Past still haunts PokerStars in Bluegrass State

PokerStars operated in the U.S. in an unregulated environment after the passage of the federal 2006 Unlawful Internet Gambling Enforcement Act (also known as UIGEA). The real-money PokerStars platform exited U.S. cyberspace following the infamous online poker Black Friday in April 2011.

“PokerStars ignored a 2008 order from the Franklin Circuit Court ordering it to cease and desist internet gambling operations as to Kentucky-based players,” the Kentucky Supreme Court ruling said. “Instead of obeying that court order, PokerStars continued its criminal enterprise to the detriment of Kentuckians until its assets were frozen by the federal government” in 2011.

It’s unclear what next steps PokerStars has in Kentucky. It might seek to appeal the case to the U.S. Supreme Court, especially given the size of the judgment. Flutter recently projected its gross gaming revenues for the U.S. in 2020 to be $1.1 billion. In other words, it might argue the fine is excessive.

“There are a number of legal processes available to Flutter, ” the company said in a statement. “Flutter is confident that any amount it ultimately becomes liable to pay will be a limited proportion of the reinstated judgment.” According to Flutter, PokerStars generated just $18 million in rake revenue off Kentucky poker players during the period in question.

So far, it doesn’t appear investors are spooked. Flutter is one of the top players in the exploding legal U.S. online gambling sector, though competition in the space is fierce.

Governor responds to the ruling

Kentucky Gov.
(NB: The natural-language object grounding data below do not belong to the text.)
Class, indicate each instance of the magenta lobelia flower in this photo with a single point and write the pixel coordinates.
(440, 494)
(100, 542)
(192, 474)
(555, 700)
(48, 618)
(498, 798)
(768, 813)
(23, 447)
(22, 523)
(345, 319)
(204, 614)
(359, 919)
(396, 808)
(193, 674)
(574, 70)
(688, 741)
Andy Beshear, a Democrat who campaigned on legalizing casinos, sports betting, and online poker, praised the ruling in a statement and cited the ongoing COVID-19 pandemic recovery.

“This will never be enough to make up for the damage to Kentucky families and to the state from their years of irresponsible and criminal actions, but this is a good day for Kentucky,” Beshear said. “This better positions us to emerge from this painful pandemic to help Kentuckians, help our businesses, provide quality health care to more Kentuckians, strengthen our public schools, and keep our promise to educators and other public employees — some of whom were on the front lines battling the fallout from their greed.”

He added that the “commonwealth will take aggressive steps to collect the judgment for the benefit of all Kentuckians.” Beshear reiterated that the state has been “seeking to stop the unregulated, untaxed, and illegal offshore gambling operations” operating in Kentucky since way back in 2008.

“From 2007 to 2011, PokerStars, the largest offshore illegal gambling operator, collected almost $300 million in actual cash losses from thousands of Kentuckians,” the statement read. “Under longstanding Kentucky law, the commonwealth brought an action against PokerStars seeking recovery of the $300 million lost by its citizens, and as required by Kentucky law, trebled damages.”

It’s unclear how the ruling this week will impact Kentucky’s long-term plans to legalize online poker.